Over all 252 C57BL/6J paracliques, the average correlation of a gene with its paraclique
signature is 0.951; the lowest correlation of a gene with its respective paraclique
signature is 0.812. A paraclique’s signature is thus highly representative
of the time profile of the underlying genes.
Maximal Clique Enumeration
A maximal clique is a clique to which no vertex can be added to form a larger clique.
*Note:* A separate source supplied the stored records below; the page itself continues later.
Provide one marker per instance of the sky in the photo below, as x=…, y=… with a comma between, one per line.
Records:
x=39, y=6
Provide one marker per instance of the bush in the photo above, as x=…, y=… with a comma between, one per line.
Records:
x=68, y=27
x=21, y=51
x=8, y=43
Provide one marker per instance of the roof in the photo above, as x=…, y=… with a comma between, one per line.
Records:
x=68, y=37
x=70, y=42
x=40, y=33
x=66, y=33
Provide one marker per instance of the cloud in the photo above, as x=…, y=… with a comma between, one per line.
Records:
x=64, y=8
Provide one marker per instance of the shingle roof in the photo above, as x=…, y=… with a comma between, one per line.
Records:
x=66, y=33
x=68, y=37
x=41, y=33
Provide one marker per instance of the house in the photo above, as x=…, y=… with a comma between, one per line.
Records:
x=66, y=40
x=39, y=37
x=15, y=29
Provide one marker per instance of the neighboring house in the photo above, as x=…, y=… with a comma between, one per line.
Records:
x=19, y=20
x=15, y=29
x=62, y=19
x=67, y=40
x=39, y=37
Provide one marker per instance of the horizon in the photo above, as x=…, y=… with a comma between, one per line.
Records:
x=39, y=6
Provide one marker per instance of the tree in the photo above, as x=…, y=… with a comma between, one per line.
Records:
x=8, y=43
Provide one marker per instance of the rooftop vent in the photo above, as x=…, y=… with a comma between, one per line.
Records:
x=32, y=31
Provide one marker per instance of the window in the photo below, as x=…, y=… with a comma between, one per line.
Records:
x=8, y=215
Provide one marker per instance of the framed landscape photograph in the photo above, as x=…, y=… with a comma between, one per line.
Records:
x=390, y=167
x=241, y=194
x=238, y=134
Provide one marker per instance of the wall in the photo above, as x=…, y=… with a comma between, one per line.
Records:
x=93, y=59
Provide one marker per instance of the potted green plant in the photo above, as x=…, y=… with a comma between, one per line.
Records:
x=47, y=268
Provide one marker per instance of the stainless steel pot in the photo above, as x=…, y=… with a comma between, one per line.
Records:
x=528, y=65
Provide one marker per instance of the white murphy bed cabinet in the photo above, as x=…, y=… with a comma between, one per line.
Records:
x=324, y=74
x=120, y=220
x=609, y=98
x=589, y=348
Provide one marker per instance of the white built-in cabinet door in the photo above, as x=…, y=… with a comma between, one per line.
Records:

Note that this differs from a maximum clique. A clique is maximal if it is not contained
within any other clique; a clique is a maximum clique if no larger clique exists
in the graph. Maximal clique enumeration consists of listing all the maximal cliques
in a graph. Our current methods for enumerating maximal cliques make use of the
Bron Kerbosch algorithm and can be found in [2]. Because of the extent of overlap
between maximal cliques, graphs with several thousand vertices often contain a nearly
overwhelming number of maximal cliques. For instance, even at a relatively high
threshold of 0.9, the DBA/2J graph contained 211 million maximal cliques. The number
of maximal cliques to which a gene belongs is a measure of the interconnectivity
of the gene in the graph. Genes that are members of many maximal cliques may therefore
be key participants in several different biological networks. Finding the number
of maximal cliques to which each gene belongs produces a list of genes ranked by
interconnectedness in the graph.
Shifted Analysis
Since coregulation takes place over time, investigating the pairwise correlations
when one of each time profile is shifted by one or more time points can be revealing.
We therefore reran the analysis using correlations from such shifts. A downside
of this approach is that each one-time-point shift results in the loss of one data
point in common between the two correlation vectors and thus the statistical power
of the subsequent correlation is reduced.
GO enrichment
We performed Gene Ontology (GO) category enrichment analysis using the hypergeometric
test on the paracliques. Any category with a p-value ≤ .01 was retained.